Espreguiça-se a vila por um jardim contemporâneo, já não se usam árvores nestes espaços, só relvas e patamares de pedraria e canteiros rasos com arbustos. À noite, deserta de seres de qualquer espécie — descontando os cães vagabundos que cumprem penas de outras vidas —, luzes modernamente estudadas nos candeeiros de pé alto criam o ambiente que ninguém vê.
A feira da castanha na sua capital é uma festa. No pavilhão das actividades económicas apresentam-se os stands sérios: as instituições, os produtores, os comeres. À porta do pavilhão estacionam as “forças vivas” da região, no ponto estratégico onde se vê quem vem, quem falta, se cumprimenta e se ganham fichas de simpatia, se passam recadinhos com ditos mais ou menos sinceros. Cá fora, no jardim, os feirantes profissionais de tenda montada oferecem o que é de costume: as trusses, as meias, os fatos de treino, as camisolas com estampados de tigresas e outros felinos. Farturas é com fartura, não se resiste ao trocadilho, tanta oferta num espaço tão curto de gente.
A Castmonte (assim se chama esta feira) celebra o tesouro da região, e é a oportunidade (voltamos ao princípio da conversa) de a terra aparecer no mapa das terras que ainda não feneceram. A televisão do Estado marcou presença, programa de domingo, com as pimbalhices habituais e as ofertas de dinheiro e carros, pagos e bem pagos nas chamadas, ingénuas e às carradas, dos espectadores ávidos de virem a ser os felizes proprietários de uma viatura para a qual não têm dinheiro para a gasolina, a manutenção, o imposto de circulação e o seguro.

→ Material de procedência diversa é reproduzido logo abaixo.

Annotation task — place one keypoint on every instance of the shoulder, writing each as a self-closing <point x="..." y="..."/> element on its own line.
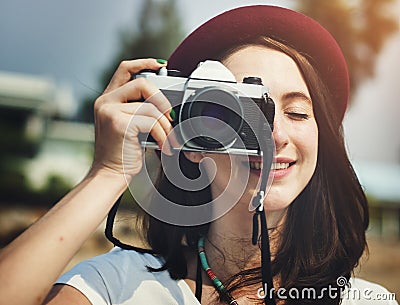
<point x="106" y="278"/>
<point x="122" y="277"/>
<point x="362" y="292"/>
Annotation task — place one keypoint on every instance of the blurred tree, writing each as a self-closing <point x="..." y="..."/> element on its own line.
<point x="157" y="34"/>
<point x="361" y="27"/>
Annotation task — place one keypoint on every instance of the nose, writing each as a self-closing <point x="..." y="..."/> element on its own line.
<point x="280" y="134"/>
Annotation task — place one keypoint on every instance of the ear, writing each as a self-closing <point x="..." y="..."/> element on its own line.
<point x="193" y="156"/>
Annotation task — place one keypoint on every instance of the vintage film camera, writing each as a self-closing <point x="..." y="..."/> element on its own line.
<point x="214" y="113"/>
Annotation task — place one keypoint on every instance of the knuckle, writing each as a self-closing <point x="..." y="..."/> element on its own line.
<point x="123" y="65"/>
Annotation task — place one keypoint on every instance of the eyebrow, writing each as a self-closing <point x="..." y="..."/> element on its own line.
<point x="297" y="94"/>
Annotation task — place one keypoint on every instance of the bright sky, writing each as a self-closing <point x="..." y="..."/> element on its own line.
<point x="72" y="41"/>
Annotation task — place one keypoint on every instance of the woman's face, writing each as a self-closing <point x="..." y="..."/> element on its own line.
<point x="295" y="131"/>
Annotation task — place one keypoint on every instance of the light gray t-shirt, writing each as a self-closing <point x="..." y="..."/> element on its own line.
<point x="121" y="277"/>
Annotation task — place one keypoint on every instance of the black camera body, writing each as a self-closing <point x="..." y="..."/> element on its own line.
<point x="213" y="112"/>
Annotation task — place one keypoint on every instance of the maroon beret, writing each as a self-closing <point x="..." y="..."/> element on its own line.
<point x="289" y="27"/>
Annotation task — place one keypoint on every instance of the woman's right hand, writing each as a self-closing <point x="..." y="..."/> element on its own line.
<point x="121" y="114"/>
<point x="54" y="239"/>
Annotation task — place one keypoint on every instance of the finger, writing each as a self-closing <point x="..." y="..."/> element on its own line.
<point x="145" y="124"/>
<point x="140" y="89"/>
<point x="148" y="109"/>
<point x="126" y="68"/>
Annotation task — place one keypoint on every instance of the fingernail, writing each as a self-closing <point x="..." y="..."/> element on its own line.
<point x="161" y="61"/>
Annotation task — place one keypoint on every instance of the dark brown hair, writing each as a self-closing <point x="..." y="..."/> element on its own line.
<point x="323" y="236"/>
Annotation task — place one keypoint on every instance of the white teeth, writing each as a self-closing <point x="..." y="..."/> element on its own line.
<point x="279" y="166"/>
<point x="275" y="166"/>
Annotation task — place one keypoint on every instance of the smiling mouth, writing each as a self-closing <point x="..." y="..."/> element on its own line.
<point x="255" y="165"/>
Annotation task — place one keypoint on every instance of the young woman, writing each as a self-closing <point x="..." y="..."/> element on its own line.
<point x="316" y="211"/>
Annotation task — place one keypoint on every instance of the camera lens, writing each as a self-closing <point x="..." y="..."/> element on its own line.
<point x="218" y="116"/>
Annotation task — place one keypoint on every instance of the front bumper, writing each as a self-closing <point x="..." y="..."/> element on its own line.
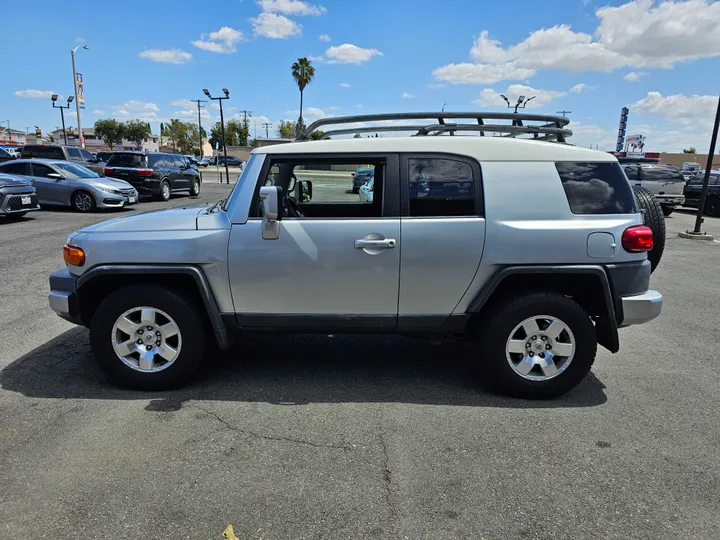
<point x="63" y="296"/>
<point x="641" y="308"/>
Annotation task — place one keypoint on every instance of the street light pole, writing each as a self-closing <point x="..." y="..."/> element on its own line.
<point x="706" y="180"/>
<point x="77" y="101"/>
<point x="222" y="126"/>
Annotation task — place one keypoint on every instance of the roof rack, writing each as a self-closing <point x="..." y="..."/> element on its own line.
<point x="550" y="128"/>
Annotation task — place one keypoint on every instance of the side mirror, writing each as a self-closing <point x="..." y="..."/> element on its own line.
<point x="272" y="211"/>
<point x="304" y="191"/>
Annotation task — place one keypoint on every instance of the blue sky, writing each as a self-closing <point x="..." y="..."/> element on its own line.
<point x="591" y="57"/>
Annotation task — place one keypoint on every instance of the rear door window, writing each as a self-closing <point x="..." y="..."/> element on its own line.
<point x="596" y="188"/>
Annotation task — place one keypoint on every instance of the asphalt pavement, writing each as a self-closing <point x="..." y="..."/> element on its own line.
<point x="351" y="437"/>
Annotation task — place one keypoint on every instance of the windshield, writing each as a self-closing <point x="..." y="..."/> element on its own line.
<point x="70" y="170"/>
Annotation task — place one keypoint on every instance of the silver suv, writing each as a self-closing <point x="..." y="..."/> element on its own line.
<point x="534" y="251"/>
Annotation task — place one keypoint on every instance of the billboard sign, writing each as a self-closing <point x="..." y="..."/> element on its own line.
<point x="80" y="91"/>
<point x="635" y="145"/>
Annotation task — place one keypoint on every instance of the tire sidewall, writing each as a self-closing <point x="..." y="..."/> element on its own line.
<point x="182" y="312"/>
<point x="498" y="332"/>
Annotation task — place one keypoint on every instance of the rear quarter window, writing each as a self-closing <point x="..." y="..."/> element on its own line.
<point x="596" y="188"/>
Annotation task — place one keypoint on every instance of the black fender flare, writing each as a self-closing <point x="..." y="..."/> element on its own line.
<point x="606" y="325"/>
<point x="203" y="287"/>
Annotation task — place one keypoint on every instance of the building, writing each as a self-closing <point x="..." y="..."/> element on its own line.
<point x="93" y="143"/>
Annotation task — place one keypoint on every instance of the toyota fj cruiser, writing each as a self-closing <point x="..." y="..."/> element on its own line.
<point x="532" y="250"/>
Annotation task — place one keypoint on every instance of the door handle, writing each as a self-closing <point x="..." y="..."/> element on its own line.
<point x="375" y="244"/>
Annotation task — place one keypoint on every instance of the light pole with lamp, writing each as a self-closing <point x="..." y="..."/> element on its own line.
<point x="77" y="101"/>
<point x="222" y="127"/>
<point x="62" y="114"/>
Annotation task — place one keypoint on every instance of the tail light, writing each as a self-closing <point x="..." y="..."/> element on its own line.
<point x="636" y="239"/>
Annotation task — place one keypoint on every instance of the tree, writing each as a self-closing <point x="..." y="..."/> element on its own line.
<point x="111" y="131"/>
<point x="136" y="131"/>
<point x="286" y="129"/>
<point x="303" y="72"/>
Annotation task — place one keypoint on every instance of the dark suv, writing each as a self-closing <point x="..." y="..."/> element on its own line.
<point x="155" y="174"/>
<point x="66" y="153"/>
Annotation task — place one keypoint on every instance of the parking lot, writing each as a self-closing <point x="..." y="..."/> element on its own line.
<point x="350" y="437"/>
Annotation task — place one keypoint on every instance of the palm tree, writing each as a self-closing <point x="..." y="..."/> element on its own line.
<point x="303" y="72"/>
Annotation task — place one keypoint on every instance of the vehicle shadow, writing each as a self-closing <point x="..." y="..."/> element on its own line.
<point x="291" y="370"/>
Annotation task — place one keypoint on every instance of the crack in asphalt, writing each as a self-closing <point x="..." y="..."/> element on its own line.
<point x="231" y="427"/>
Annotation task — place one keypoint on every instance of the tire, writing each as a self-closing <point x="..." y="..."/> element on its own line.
<point x="539" y="382"/>
<point x="653" y="217"/>
<point x="712" y="207"/>
<point x="171" y="364"/>
<point x="164" y="193"/>
<point x="83" y="201"/>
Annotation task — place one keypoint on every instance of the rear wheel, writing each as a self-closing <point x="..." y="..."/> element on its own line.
<point x="539" y="345"/>
<point x="653" y="217"/>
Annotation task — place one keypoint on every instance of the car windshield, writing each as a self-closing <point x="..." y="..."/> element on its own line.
<point x="70" y="170"/>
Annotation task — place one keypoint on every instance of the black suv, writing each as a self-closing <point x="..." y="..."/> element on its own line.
<point x="693" y="191"/>
<point x="155" y="174"/>
<point x="66" y="153"/>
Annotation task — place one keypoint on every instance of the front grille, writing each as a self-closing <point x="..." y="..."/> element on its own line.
<point x="14" y="203"/>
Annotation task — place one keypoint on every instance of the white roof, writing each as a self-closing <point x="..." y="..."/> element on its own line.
<point x="481" y="148"/>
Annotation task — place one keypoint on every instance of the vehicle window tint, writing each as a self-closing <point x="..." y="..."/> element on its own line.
<point x="596" y="188"/>
<point x="16" y="168"/>
<point x="441" y="187"/>
<point x="41" y="170"/>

Não há dúvida que Carrazedo de Montenegro é a capital da castanha, que a melhor é a Judia, mas se o cliente quiser e for conhecedor também pode levar a Longal, a Lada, ou mesmo a Cota, nomes que se aprendem e são bons nomes.
O concelho não tem ainda uma oferta turística diversificada. Umas poucas unidades de turismo rural e residenciais paradas num tempo próprio: desde o dia em que abriram portas. Aos poderes autárquicos, em esforço de criatividade, cabe-lhes divulgar e trazer turistas, a tal diplomacia económica. É um trabalho que pede ideias fortes, bem ilustradas, que atraiam e cativem as pessoas. Bons argumentos que façam os turistas escolherem esta terra em vez de outra.
Nós, chegados a gente de cá, voltamos amiúde, e pelas noites, sentados no mesmo escano do início desta crónica, crepitamos as castanhas na lareira, alouramos as pinheiras (cogumelos selvagens) com sal e uma pitada de azeite, cozinhadas na brasa. O vinho, é denso, escuro, saboroso e telúrico.
Houvesse hospitais e boas escolas e era na terra da castanha que ficávamos, a ganhar cores e enrijar as energias, que na grande cidade só se ganham arrelias e catarros.